Il Multiverso Artistico: non è il pennello, ma la mano che lo impugna

05.08.2026

IL MANIFESTO DEL MULTIVERSO ARTISTICO

"Il punto non è il pennello, ma la mano che lo impugna."

Non sappiamo chi abbia pronunciato per primo questa frase.

Ma sappiamo che contiene una verità.

Una verità che Michelangelo Buonarroti aveva espresso secoli prima quando scriveva:

"L'uomo dipinge col cervello e non con le mani."

L'arte non nasce dal pennello.

Non nasce dall'argilla.

Non nasce dall'ago di un tatuatore.

Non nasce da una macchina fotografica.

Non nasce da un software.

L'arte nasce da una visione.

Da un'idea.

Da una sensibilità capace di trasformare qualsiasi strumento in emozione.

Per troppo tempo abbiamo creduto che le tecniche fossero confini.

Pittura.

Scultura.

Ceramica.

Tatuaggio.

Fotografia.

Arte digitale.

Come se ogni disciplina appartenesse a un mondo separato.

Ma l'arte non conosce confini.

Li attraversa.

Li supera.

Li unisce.

È qui che nasce il Multiverso Artistico.

Non come una corrente artistica.

Non come uno stile.

Ma come una filosofia.

Una filosofia che afferma un principio semplice:

non è la tecnica a creare l'artista. È l'artista a dare valore alla tecnica.

L'acrilico è un mezzo.

La ceramica è un mezzo.

Il tatuaggio è un mezzo.

La fotografia è un mezzo.

La pittura digitale è un mezzo.

L'Intelligenza Artificiale è un mezzo.

Il mezzo non possiede un'anima.

L'anima appartiene all'artista.

Ed è proprio quando smettiamo di essere schiavi dello strumento che iniziamo davvero a creare.

L'artista non dovrebbe chiedersi quale tecnica utilizzare.

Dovrebbe chiedersi quale tecnica racconta meglio la sua idea.

Perché ogni linguaggio è soltanto una parola.

L'opera è il discorso.

L'emozione è il significato.

Oggi questa visione sta prendendo forma attraverso artisti che, pur percorrendo strade differenti, sembrano parlare la stessa lingua.

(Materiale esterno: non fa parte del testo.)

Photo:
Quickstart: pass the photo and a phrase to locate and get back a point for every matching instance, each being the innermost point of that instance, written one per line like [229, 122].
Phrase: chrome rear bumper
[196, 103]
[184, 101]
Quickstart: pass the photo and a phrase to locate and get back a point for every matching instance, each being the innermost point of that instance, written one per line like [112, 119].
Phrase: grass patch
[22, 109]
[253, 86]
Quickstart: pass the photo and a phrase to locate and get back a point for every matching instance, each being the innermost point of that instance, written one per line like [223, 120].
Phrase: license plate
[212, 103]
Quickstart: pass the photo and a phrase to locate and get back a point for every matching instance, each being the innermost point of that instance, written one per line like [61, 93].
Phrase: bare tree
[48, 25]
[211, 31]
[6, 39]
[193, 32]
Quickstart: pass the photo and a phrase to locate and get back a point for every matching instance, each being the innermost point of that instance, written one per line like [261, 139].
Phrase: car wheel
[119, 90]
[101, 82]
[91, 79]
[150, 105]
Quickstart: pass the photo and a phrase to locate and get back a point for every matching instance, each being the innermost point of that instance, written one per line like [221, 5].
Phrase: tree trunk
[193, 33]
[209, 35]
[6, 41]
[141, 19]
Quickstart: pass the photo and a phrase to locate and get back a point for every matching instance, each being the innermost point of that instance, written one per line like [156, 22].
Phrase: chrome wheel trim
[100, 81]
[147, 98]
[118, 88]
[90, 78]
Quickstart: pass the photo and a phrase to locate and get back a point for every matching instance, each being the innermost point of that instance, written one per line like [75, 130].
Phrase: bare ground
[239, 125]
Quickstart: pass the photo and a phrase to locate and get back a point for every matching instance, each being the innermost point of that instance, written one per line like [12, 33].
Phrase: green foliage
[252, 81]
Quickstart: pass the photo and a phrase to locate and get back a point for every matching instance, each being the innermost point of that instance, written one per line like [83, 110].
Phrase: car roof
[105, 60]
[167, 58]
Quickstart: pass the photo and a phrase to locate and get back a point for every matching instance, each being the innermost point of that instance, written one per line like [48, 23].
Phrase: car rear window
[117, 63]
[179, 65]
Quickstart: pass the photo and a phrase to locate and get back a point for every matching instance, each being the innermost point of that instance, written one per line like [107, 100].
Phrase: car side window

Andrea Pellerone, con il suo Classicismo Evocativo e i suoi Neo Tatuaggi, dimostra che il passato non è qualcosa da imitare, ma da reinterpretare. L'antico incontra il futuro, il simbolo dialoga con il corpo e il tatuaggio diventa memoria, identità e arte senza tempo.

Silvio Mavilla ci ricorda che il digitale non sostituisce la pittura. La espande. La luce diventa pennellata, il pixel diventa materia e la tecnologia smette di essere protagonista per diventare uno strumento silenzioso al servizio della creatività.

Vincenzo Ferraro, attraverso la ceramica, restituisce dignità alla materia più antica. I suoi ricci esplodono in tutta la loro bellezza, trasformando il mare, la tradizione e la memoria mediterranea in sculture contemporanee che parlano un linguaggio universale.

E poi c'è Andrea Ruggeri, con il suo Multiverso di Colori.

La sua Onça Preta, la Pantera Nera, sembra nera.

Ma non lo è.

Osservandola da vicino si scopre che quel nero è soltanto un'illusione.

È composto da migliaia di colori.

Migliaia di sfumature.

Migliaia di vibrazioni cromatiche che convivono in perfetto equilibrio.

È una metafora.

Perché anche l'arte, come la vita, non è mai fatta di un solo colore.

Ed è proprio qui che il Multiverso Artistico trova la sua massima espressione.

La Onça Preta non termina con il gesto pittorico.

Continua.

Si evolve.

Si trasforma.

Grazie all'intervento digitale di Silvio Mavilla, l'opera acquista una nuova dimensione.

Non è più soltanto pittura.

Non è soltanto digitale.

È entrambe le cose.

Due artisti.

Due linguaggi.

Una sola visione.

E forse è proprio questa la vera rivoluzione.

Per secoli gli artisti hanno difeso il proprio territorio.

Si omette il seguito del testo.